驚きと喜び。突然、日本シリーズが甲子園にやって来た (2ページ目)
橋元さんと路上で立ち話をしていると、作業着姿の男性がこっちへ向かってきた。
「兄チャン、甲子園行くんか。ええなあ。オレは(チケットの)抽選に当たらんかった。今日の試合は(日本シリーズの)一発目で大事やから、しっかり応援頼むな」
やっぱり、橋元さんの姿はイヤでも人目を引くのだった。
「確かにここにくるまでに、今みたいにいろんな人に声をかけられましたよ(笑)。でも、アマではこれもフツーのことなんです。これからもっと沸いてきますよ」
谷好隆さん(80歳)は千船駅前で、たばこ店と立ち飲み店を営んでいる。シーズン席を内外野で4席、何十年も保有し続けている。ご夫妻で旅行をする際には、オーダーメイドの、ひと目でタイガースとわかる虎の刺繍の入った背広やネクタイを着用する。店先に座る谷さんの手元には九州のガイドブックが置かれている。
「九州の試合も3つとも取れた。娘が電話でうまく取ってくれた。これで1週間は仕事にならんね(笑)」
甲子園の4試合分も、シーズン席保有者の優先権で確保。最大で7試合を見ることができる。話をしていて思ったことは、あと数時間後に日本シリーズが始まるというのに、実に落ち着き払っていることだった。

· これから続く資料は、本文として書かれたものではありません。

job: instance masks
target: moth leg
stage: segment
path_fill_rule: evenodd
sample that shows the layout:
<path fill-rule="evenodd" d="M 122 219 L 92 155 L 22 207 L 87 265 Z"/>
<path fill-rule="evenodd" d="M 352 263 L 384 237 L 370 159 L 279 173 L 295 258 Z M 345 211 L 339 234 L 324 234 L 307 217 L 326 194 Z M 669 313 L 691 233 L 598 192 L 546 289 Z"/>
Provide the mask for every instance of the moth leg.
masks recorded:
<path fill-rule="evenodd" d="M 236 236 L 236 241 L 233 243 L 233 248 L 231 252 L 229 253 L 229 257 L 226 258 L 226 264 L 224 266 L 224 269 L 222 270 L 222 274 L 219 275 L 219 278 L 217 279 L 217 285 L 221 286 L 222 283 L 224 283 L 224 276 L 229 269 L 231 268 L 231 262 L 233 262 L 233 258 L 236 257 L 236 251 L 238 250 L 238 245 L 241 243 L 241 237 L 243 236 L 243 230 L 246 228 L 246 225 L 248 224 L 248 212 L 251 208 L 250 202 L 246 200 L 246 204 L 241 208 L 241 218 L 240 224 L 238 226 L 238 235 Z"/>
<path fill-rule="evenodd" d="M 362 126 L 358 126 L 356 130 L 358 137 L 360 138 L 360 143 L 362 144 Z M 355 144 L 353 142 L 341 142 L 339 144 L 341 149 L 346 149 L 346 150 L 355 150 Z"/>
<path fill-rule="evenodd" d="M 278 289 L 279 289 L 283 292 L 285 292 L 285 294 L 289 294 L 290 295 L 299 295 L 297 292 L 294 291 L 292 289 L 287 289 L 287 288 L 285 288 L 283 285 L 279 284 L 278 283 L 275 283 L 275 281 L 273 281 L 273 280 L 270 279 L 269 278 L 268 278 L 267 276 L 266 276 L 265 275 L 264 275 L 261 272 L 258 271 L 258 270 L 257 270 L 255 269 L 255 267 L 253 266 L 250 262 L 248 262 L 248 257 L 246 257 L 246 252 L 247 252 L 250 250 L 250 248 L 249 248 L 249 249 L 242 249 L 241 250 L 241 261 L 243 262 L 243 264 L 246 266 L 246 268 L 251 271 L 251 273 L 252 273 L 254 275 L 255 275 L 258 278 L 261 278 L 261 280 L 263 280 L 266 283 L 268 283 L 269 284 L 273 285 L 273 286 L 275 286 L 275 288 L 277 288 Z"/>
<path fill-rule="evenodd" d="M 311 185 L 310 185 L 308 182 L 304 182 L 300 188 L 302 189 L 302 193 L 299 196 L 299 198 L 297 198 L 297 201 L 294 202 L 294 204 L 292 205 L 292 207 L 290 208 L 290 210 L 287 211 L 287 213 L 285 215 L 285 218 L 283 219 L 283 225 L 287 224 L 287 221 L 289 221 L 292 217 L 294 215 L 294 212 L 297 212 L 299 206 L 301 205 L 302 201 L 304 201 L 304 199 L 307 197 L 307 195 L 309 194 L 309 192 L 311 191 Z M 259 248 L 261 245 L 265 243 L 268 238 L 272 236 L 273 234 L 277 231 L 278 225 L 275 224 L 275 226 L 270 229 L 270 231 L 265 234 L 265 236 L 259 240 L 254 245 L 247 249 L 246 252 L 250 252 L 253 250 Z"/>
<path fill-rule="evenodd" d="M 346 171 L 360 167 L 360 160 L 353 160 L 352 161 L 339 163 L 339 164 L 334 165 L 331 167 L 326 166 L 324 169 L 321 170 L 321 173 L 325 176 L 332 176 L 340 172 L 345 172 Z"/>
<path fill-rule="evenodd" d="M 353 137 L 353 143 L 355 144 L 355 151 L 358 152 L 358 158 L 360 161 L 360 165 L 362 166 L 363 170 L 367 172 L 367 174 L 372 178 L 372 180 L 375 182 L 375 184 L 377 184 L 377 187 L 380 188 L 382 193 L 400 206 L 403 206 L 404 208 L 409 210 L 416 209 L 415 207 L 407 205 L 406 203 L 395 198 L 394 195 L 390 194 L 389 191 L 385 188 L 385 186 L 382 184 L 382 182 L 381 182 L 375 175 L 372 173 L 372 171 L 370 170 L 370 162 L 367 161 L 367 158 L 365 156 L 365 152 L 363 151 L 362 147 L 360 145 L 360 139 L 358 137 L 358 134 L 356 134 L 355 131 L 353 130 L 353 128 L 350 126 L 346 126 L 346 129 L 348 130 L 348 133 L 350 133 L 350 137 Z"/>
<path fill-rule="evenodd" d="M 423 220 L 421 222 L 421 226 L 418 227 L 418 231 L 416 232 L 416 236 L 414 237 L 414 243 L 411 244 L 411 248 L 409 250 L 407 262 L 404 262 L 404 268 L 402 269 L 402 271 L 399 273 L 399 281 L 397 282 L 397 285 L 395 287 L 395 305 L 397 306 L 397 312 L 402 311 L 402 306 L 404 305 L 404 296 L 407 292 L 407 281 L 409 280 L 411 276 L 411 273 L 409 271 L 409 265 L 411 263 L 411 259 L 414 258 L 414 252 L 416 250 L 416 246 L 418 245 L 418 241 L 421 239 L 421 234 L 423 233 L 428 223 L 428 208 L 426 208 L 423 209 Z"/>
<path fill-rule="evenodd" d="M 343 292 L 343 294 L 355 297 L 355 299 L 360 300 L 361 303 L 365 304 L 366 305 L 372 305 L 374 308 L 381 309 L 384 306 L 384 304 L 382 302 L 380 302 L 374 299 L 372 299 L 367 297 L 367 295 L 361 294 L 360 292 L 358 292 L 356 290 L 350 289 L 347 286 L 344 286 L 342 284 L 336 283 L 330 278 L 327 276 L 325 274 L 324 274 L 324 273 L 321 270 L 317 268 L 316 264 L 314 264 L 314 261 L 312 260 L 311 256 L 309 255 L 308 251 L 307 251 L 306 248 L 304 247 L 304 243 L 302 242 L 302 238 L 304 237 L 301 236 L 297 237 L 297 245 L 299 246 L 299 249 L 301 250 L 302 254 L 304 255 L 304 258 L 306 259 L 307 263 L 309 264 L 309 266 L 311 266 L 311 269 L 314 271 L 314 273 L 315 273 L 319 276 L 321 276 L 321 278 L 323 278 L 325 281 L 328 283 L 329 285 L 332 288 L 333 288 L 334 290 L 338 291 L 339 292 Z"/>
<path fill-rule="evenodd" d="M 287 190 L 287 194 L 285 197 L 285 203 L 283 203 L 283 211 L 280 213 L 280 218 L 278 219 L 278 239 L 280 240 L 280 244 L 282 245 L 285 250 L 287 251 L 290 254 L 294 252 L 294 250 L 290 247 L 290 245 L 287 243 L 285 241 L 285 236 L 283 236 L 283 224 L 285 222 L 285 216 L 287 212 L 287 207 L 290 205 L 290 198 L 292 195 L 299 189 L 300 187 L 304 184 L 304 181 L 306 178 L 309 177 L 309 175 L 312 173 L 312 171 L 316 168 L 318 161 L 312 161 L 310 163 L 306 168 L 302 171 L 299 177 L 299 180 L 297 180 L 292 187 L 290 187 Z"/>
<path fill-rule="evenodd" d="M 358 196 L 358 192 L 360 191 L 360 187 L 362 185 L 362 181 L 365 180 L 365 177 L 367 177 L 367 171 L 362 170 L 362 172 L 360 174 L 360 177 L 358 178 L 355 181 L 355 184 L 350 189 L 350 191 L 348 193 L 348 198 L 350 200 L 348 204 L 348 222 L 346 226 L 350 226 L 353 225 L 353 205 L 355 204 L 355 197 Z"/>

「私も歳なんやろか。そりゃ力は入ってるけど、ソワソワせえへんようになったなぁ。この前の日本シリーズ(2005年)は心ウキウキやったけど。あの時は勝ちたいなという思いでいたらボロ負けしたけどな(ロッテに0勝4敗)」
―― 今年、リーグ優勝してないという引け目がどこかに?
「あるんやろうか......。でも、リーグ優勝して日本シリーズで負けたら残念やしな。2位なら負けても万々歳や。勝って儲けもんなんやから。今の気持ちとしては、負けるにしても、ええ試合して2つでも勝てればそれでええな。そりゃ4勝3敗が理想的だけど、正直、実力はソフトバンクが上でしょう。とにかく今年はタナボタやからね。CSもまず広島が勝つやろう思うてたし、巨人には2つ勝てばええなぁくらいでしたから」
話しを聞いていた谷夫人は「でも生きているうちに、また日本シリーズが見ることできてよかったですよね」といたずらっぽく笑った。
「これであと10年はまずないですからな」(谷さん)
「お父さんも10年後は90(歳)やもんね」(夫人)
「生きててもボケとるな。きっと野球もわからへんようになっとる(笑)」(谷さん)
―― 来年、優勝する可能性もありますよ。戦力も補強するでしょうし。
そう言うと、ふたりは「さー」と口を揃えた。この"あうんの呼吸"はさすが名夫婦と、うらやましく思うのだった。